God’s Word is beautifully written!  He is holier than holy!  He is clothed in splendor and calls us His child!  God’s Word applies to our life today as much as it did to the original audience it was written for.  Proof that God’s Word is alive! We can look to scriptures to encourage us to focus on the Lord, and as the above verse in Deuteronomy speaks to, we will be able “to walk in all his ways.”  When we are walking in ALL of His way, we can more easily pursue a relationship with the Lord.  To daily learn how to love and serve the Lord with greater intensity, everyday.  My heart and soul must be full of HIM ~ not full of my own strength.  Because if that is all my heart is full of of ~ then I will be limiting the future plans that God has for me.  I will miss out on the blessings He has intended for me.  How sad is that!  Yet that is EXACTLY what I’m doing every time allow outside distractions to encourage the spirit of procrastination in me.
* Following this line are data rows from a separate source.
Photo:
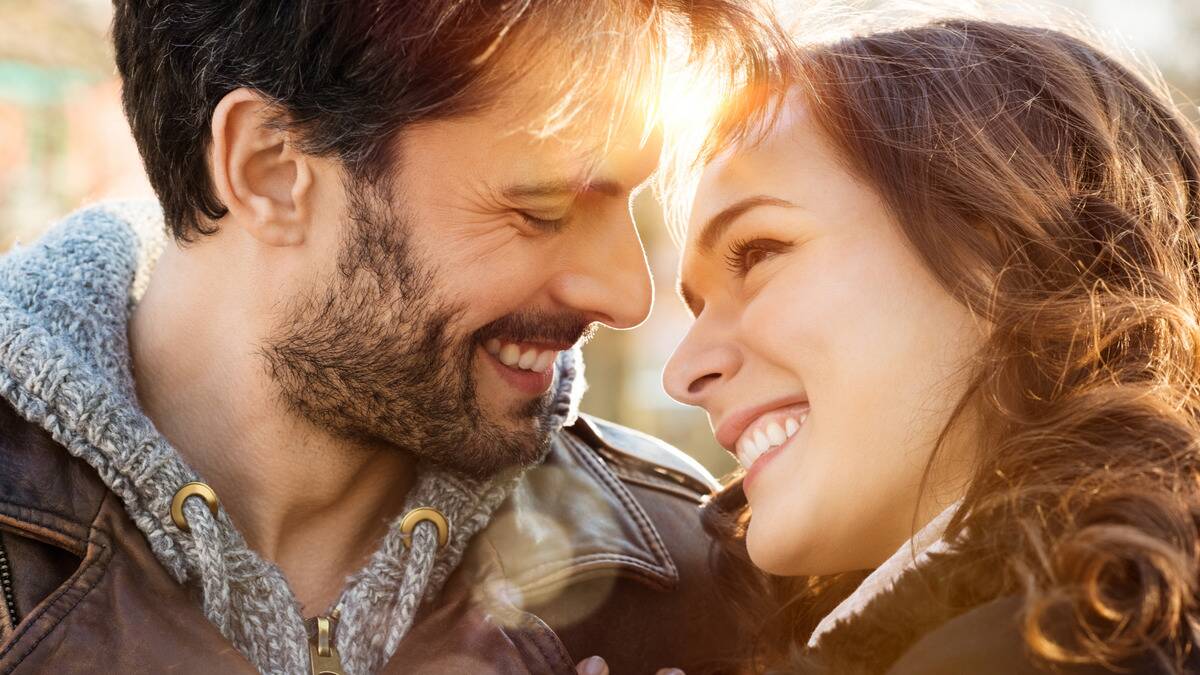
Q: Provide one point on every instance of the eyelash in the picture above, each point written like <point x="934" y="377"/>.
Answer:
<point x="543" y="225"/>
<point x="739" y="251"/>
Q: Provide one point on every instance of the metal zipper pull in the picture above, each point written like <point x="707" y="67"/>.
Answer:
<point x="323" y="652"/>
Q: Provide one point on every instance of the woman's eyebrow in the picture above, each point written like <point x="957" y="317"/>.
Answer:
<point x="712" y="231"/>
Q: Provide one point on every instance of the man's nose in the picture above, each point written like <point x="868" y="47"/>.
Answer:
<point x="607" y="278"/>
<point x="700" y="364"/>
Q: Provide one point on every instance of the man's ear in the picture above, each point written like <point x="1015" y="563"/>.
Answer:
<point x="257" y="173"/>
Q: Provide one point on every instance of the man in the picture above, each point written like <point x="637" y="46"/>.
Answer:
<point x="329" y="422"/>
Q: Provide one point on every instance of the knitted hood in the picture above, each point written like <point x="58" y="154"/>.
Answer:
<point x="65" y="305"/>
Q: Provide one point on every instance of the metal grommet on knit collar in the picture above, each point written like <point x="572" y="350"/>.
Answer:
<point x="425" y="513"/>
<point x="193" y="489"/>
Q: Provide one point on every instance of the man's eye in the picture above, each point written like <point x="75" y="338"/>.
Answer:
<point x="543" y="223"/>
<point x="744" y="255"/>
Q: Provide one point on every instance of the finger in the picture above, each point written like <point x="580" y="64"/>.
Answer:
<point x="593" y="665"/>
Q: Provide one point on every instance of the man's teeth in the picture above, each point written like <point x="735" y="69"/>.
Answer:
<point x="762" y="438"/>
<point x="513" y="356"/>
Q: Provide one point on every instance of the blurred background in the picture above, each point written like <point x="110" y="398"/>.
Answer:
<point x="64" y="143"/>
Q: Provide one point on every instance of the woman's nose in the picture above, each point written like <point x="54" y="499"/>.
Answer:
<point x="699" y="366"/>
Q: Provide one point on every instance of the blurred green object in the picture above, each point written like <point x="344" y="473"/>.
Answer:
<point x="28" y="84"/>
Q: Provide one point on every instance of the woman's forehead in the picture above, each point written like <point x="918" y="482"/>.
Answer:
<point x="769" y="166"/>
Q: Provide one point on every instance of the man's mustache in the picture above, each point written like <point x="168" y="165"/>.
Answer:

Praise the Lord that He is patient.  Praise the Lord that He does not get distracted where I’m concerned.  Praise the Lord that He does not procrastinate when it comes to making sure that I return my focus to Him.  Praise the Lord that He sees me and knows my name!

And now…I am recharged.  My focus has been reignited on the face of my Heavenly Father.  The distractions of my heart have eased as I give them up and allow God’s plan to take first place in my mind.  I’m thankful for a new day…which by the way…it technically is now because it’s 12:15am.  Time to go and rest in the peace and calmness of the Lord.  Trusting that when I wake in the morning and give the day back to the Lord, asking for His guidance to see what is important, He will answer me right away ~ because He will be waiting for me to start the day.  He will be enthusiastically anticipating the arrival of the sunrise on my day to show me how much He loves me and how great the plans are that He has for me.

God bless you with clarity and responding with first time obedience when the Lord ask you to do something.